竜の口から、ぎゃあぎゃあと怒号が聞こえる。
見えないけれど、今ごろ竜の酸によりエルフ共の皮膚がただれ、骨がむき出しになり異臭と汚物に塗れながら、ぐちゃぐちゃと泥沼を進みつつ剣を振っているはずだ。
私は昔を懐かしみつつ、苦痛にあえいでるエルフ達の声を効果音にしながら思い出に浸る。
そうして一時間ほど過ぎただろうか。
気絶した竜がびくんと跳ね、その魂が力を失い消えていった。
心臓に到達し、始末したのだろう。
「よくできました。竜殺し、無事に達成ですね。ではご褒美です」
私はぱちんと指を鳴らし、エルフ達に持たせた攻撃用魔術アイテムを起爆させた。
破裂した竜の血と肉、骨や内臓とともに、エルフだった者達の真っ赤なパーツがごちゃ混ぜになりながら噴水のように飛び散っていく。

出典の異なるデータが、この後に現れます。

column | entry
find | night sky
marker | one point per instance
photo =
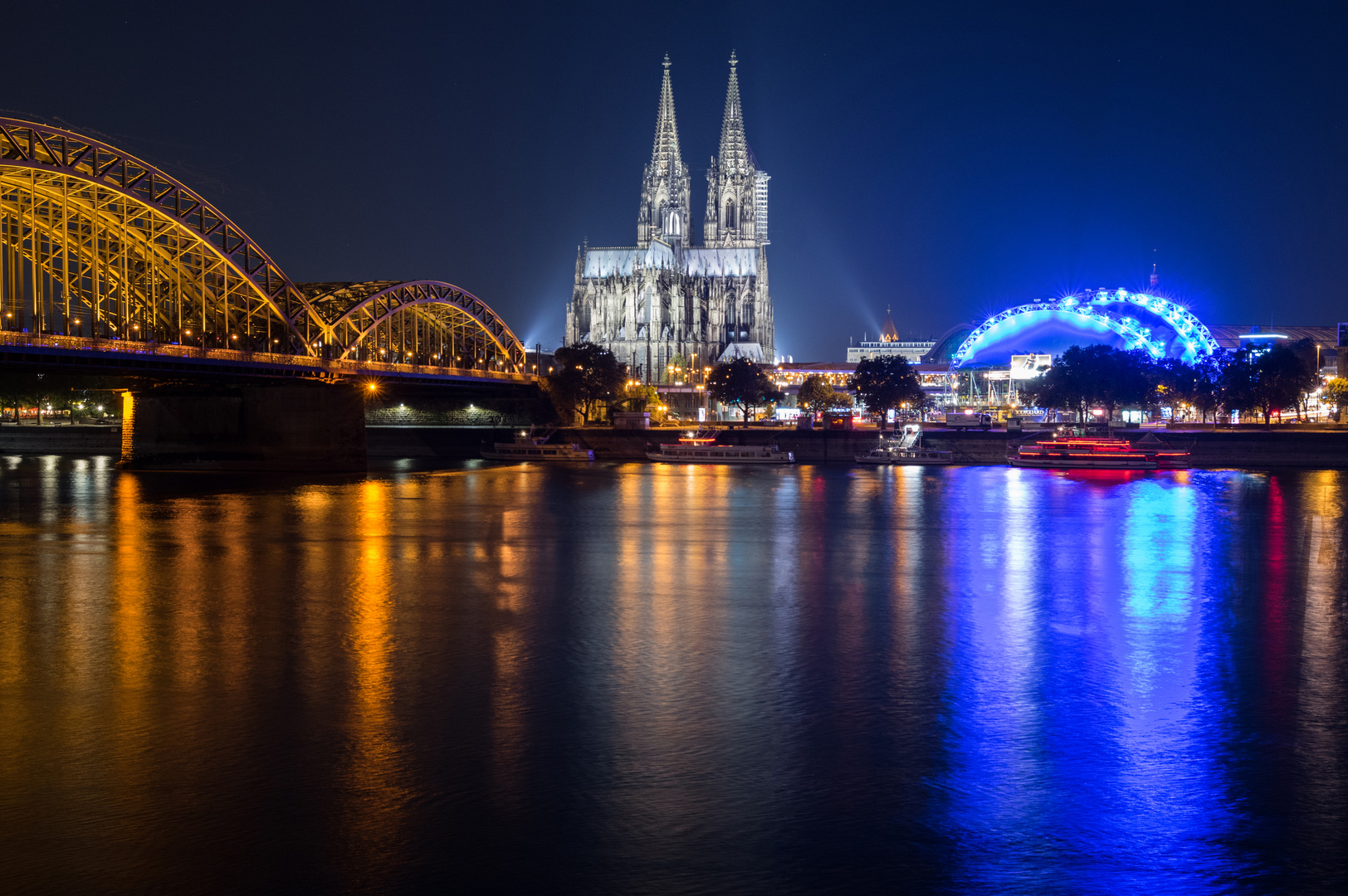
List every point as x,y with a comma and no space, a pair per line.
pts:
948,158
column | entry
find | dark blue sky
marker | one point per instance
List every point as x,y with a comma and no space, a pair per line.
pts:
945,158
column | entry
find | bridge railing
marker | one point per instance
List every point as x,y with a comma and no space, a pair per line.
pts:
349,368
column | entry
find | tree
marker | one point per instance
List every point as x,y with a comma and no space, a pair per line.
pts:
585,377
887,384
817,394
742,383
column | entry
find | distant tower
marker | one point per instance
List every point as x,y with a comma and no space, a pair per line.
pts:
665,185
889,333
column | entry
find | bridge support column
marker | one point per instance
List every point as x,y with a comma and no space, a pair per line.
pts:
293,427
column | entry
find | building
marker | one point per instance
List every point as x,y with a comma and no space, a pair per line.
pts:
889,345
667,297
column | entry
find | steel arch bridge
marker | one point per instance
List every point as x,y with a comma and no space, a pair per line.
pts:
99,246
1101,311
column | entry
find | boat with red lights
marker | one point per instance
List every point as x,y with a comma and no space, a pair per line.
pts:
1091,453
702,449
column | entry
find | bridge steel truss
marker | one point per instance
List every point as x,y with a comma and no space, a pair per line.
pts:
99,244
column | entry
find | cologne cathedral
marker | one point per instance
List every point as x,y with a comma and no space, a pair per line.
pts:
667,297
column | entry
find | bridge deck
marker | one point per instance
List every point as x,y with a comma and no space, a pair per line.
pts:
132,356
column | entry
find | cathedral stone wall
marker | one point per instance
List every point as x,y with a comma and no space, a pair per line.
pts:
667,297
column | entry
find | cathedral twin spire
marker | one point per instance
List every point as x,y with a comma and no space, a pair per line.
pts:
736,197
665,153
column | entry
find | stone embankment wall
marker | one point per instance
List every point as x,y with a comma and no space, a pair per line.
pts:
304,427
1243,448
81,438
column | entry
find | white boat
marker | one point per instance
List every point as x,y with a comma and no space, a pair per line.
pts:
907,449
706,450
533,448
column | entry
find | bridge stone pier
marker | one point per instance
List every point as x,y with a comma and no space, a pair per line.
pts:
306,427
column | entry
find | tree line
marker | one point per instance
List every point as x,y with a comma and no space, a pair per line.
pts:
1250,382
54,394
588,377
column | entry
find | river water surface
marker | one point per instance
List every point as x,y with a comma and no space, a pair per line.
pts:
659,679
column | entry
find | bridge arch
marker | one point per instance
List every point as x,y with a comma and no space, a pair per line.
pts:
429,321
1130,319
97,243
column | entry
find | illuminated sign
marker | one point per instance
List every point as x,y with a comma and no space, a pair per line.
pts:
1026,367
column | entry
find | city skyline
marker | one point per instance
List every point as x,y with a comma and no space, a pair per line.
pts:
944,162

その様をニコニコと見届けたのち、仕方ないなぁ、と蘇生をさせる。
彼等はぜぇぜぇと息をつき、ゾンビのような顔色で蘇った。
「あ、ぎぎっ……うげぇっ……」
「ほらほら、まだ動けるでしょう? 休まない、休まない。あなた達の苦痛なんて、私や仲間達が受けたものに比べれば大した事ないんですから。骨すら残さず灰とされ、ばらまかれた私の仲間にくらべれば安いでしょう?」
「っ、頼む、もう止めてくれ……助けてくれっ……俺達が悪かったから!」
「安心して下さい。最後まできちんと使い潰してあげますよ。私は優しい聖女ですから。ね?」
「っ……ううっ……!」
「そんな苦しいあなたに、新しい仲間です。赤竜レッドドラゴン」
私はついでに、支配下においた竜に首をもたげさせる。
がるる、とエルフを見下すつぶらな眼は、案外エルフよりも可愛らしい。
「はい、では皆さん、自分の手で殺した竜と仲良しの証をどうぞ。ああ、折角ですのであなたにしましょう、竜殺しのザイン」
「っ、お、俺はっ」
「ほら、竜と握手した最初のエルフになれますよ? 和解の握手です!」
私は竜殺しザインを操り、和解しなさいと握手のための手を出させる。
そのザイン目掛けて竜にブレスを吐かせ、消し炭にしてやった。
「ぎゃあああああっ! き、貴様っ……」
「まあ、私は和解なんて二度としませんけども」
エルフを理解できる相手と思ってはいけない。彼等は人語を話す人食いモンスター。
地表から一掃し、その魂を百度焼き、すべての尊厳を踏みにじらなければ、世界に平和は訪れないのだから。
*
そして私はエルフ共と自爆ウサギ、オーガや竜を連れてついに奈落迷宮の最下層へと到達する。
地下百階。
待ち受けていたのは噂通り、四皇獣の一匹、火竜ノヴァを封じた魔法陣。
そして魔法陣を守護するように立ちはだかる、最後の関門ーー
漆黒の肌と二対の翼をもつ、モンスターの中でも最強と呼ばれる存在。
それはデーモンと呼ばれる悪魔だった。